To complete the logo we chose analogous colors - neighbors to the original color on the color wheel - which together provide a soothing effect.

The color of the lines in the logo also needed attention. To convey friendliness and informality, we choose gray instead of black.

3) Think about colors beyond the logo

Logos tend to get the most graphic design attention, and for good reason. They’re the standard symbolic representation of a company.

But there’s still more to a company than a logo. And unless your company is doing something like sponsoring a NASCAR driver or a soccer team, your logo will likely be quite small compared to the branded object it’s on.

We frequently think about the power of color for branding in promotional products. For t-shirts or many other types of products, it looks tacky to festoon a huge logo across the front. But a well-chosen color with a small logo can both communicate your brand’s message and cover a large canvas in an aesthetically pleasing way. Think of Home Depot or John Deere. For companies that have built strong associations with their imagery, a specific color is the brand in the same way that a logo is.

With promotional products, finding products that match your brand’s color can be a technical challenge. We’ve found that a valuable tool is Pantone’s color matching service, which we used to provide Cecelia blue waterbottles and vibrant purple sunglasses for our music rewards app client Owly.FM.

4) Palette choices are as important as dominant color choices

People don’t perceive individual colors in a vacuum. When they see red and green, they don’t think about two individual colors, they likely think of Christmas. Add yellow to the mix and the combination becomes a stoplight.

In general, complementary colors (which come from opposite sides of the color wheel) provide the greatest contrast, which makes things stand out. But complementary combinations can also be overpowering. Analogous colors (neighbors on the color wheel) fit naturally together, but provide minimal contrast.

Palette choices affect accessibility in addition to aesthetics. All the work emphasizing messaging in a product’s color goes out the window if any written messaging isn’t legible because of poor color contrast choices. Online tools like colorable can test out different text/background combinations to check readability.
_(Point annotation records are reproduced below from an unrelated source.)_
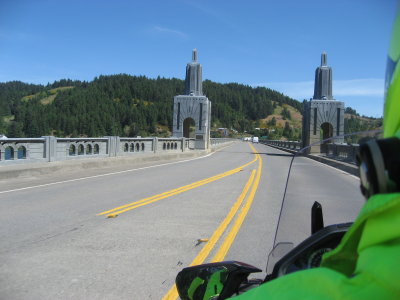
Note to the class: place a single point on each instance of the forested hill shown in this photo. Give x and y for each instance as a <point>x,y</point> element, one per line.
<point>124,105</point>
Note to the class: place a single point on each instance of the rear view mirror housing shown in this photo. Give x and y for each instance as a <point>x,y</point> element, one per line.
<point>212,281</point>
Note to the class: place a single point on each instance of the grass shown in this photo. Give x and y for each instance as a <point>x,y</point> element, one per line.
<point>48,96</point>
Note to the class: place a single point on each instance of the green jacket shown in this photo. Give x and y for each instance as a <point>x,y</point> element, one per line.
<point>365,265</point>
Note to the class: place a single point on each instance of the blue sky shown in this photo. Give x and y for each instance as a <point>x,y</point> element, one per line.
<point>276,44</point>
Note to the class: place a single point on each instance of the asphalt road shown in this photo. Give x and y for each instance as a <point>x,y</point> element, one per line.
<point>55,245</point>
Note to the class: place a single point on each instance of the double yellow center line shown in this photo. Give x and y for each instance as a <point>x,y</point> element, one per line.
<point>224,248</point>
<point>127,207</point>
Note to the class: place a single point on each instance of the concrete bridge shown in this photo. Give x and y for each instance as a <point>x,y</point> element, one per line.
<point>124,229</point>
<point>50,148</point>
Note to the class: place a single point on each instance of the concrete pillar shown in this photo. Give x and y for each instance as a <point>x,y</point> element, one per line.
<point>155,144</point>
<point>50,148</point>
<point>183,144</point>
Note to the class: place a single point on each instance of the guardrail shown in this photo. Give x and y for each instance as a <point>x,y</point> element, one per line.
<point>215,142</point>
<point>335,151</point>
<point>50,148</point>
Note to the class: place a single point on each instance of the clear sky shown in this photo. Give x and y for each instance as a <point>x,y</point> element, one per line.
<point>276,44</point>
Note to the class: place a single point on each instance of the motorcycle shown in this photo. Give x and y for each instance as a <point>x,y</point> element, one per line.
<point>311,187</point>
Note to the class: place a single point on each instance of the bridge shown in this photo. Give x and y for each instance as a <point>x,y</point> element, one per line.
<point>124,230</point>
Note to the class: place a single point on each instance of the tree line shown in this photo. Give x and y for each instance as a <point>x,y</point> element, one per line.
<point>124,105</point>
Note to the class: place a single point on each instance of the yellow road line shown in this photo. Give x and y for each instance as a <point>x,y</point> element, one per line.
<point>223,250</point>
<point>145,201</point>
<point>167,193</point>
<point>172,294</point>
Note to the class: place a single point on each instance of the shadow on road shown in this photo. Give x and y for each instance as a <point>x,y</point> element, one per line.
<point>277,154</point>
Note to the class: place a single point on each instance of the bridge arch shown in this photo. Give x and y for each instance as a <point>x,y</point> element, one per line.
<point>9,153</point>
<point>189,128</point>
<point>89,149</point>
<point>96,149</point>
<point>81,149</point>
<point>21,152</point>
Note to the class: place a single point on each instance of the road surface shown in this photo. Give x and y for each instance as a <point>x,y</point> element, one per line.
<point>124,233</point>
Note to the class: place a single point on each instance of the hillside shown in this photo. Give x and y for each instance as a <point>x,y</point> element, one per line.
<point>135,105</point>
<point>124,105</point>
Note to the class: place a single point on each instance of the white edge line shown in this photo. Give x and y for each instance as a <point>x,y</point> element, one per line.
<point>337,169</point>
<point>102,175</point>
They’re also just fun to play with.

Where to start with STOP colors

Our advice to companies that want to try introducing STOP colors is to experiment.
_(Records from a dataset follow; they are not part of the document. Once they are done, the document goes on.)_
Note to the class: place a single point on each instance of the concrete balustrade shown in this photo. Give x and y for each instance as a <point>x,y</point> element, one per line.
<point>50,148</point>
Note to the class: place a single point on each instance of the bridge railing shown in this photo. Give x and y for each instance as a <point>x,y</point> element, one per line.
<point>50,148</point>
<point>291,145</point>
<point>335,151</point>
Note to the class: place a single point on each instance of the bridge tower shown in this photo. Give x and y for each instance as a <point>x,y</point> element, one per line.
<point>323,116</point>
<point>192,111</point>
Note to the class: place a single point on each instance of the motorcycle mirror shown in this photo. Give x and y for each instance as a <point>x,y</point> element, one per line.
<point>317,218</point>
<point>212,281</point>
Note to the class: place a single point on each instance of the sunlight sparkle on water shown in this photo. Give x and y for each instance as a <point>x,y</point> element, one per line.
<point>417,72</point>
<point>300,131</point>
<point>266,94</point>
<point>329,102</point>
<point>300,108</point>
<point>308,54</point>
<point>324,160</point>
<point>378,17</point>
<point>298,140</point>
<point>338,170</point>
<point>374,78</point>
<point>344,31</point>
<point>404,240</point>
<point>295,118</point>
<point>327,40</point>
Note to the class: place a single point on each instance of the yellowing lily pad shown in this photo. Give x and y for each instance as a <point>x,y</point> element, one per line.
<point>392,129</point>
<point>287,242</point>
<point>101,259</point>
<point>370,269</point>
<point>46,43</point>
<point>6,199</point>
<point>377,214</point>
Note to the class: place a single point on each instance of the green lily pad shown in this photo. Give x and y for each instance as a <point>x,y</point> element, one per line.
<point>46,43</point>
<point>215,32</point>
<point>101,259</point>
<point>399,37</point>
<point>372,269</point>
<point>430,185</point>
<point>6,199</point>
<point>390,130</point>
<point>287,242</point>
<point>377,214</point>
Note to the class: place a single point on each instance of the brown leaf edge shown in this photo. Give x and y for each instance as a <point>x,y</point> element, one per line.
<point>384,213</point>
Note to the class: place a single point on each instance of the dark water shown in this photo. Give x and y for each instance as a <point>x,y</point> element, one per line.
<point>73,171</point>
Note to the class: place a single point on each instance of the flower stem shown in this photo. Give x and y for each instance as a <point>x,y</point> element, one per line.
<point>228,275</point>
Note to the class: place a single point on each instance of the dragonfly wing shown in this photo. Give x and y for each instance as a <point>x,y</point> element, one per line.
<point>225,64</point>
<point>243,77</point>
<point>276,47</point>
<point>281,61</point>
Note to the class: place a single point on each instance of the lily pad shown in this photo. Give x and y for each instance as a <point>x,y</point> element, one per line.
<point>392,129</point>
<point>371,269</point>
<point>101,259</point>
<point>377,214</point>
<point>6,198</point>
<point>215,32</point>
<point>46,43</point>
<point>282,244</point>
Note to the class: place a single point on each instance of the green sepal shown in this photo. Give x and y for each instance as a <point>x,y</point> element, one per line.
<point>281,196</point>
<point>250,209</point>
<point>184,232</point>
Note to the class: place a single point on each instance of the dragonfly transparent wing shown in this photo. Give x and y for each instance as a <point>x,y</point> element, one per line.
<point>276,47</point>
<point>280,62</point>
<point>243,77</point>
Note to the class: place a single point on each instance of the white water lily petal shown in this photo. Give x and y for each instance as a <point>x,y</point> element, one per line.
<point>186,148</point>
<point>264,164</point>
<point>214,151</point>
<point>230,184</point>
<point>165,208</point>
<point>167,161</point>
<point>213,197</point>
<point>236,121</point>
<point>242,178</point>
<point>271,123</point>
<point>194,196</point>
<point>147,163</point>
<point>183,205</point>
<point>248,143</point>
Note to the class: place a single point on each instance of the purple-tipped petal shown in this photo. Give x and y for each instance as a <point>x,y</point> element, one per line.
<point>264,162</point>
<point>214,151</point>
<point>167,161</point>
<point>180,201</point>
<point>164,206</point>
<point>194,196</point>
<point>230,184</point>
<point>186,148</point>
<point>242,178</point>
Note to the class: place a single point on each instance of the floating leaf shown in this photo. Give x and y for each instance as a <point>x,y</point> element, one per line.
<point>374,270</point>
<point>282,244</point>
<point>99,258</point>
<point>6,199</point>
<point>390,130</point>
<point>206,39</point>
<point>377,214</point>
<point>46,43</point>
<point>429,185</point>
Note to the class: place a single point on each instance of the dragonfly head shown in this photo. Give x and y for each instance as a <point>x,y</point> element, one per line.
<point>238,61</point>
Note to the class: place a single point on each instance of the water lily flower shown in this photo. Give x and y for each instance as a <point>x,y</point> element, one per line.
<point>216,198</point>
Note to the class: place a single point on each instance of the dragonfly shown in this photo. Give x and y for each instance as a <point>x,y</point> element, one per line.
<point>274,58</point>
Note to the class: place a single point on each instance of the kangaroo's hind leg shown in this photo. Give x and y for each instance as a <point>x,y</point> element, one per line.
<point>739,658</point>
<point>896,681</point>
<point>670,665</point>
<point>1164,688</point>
One reason we have such precise information about how color affects action in the digital world is that it’s so easy to conduct A/B tests to conclusively demonstrate the power of color, such as when HubSpot did a red button/green button test.

Outside of the digital world, it’s not as effortless to collect metrics. But your color choices for things like promotional products and trade fair booth design still have a powerful effect on lead generation. It’s worth the effort to use some of the STOP color techniques and study the effects. You may be surprised by the results.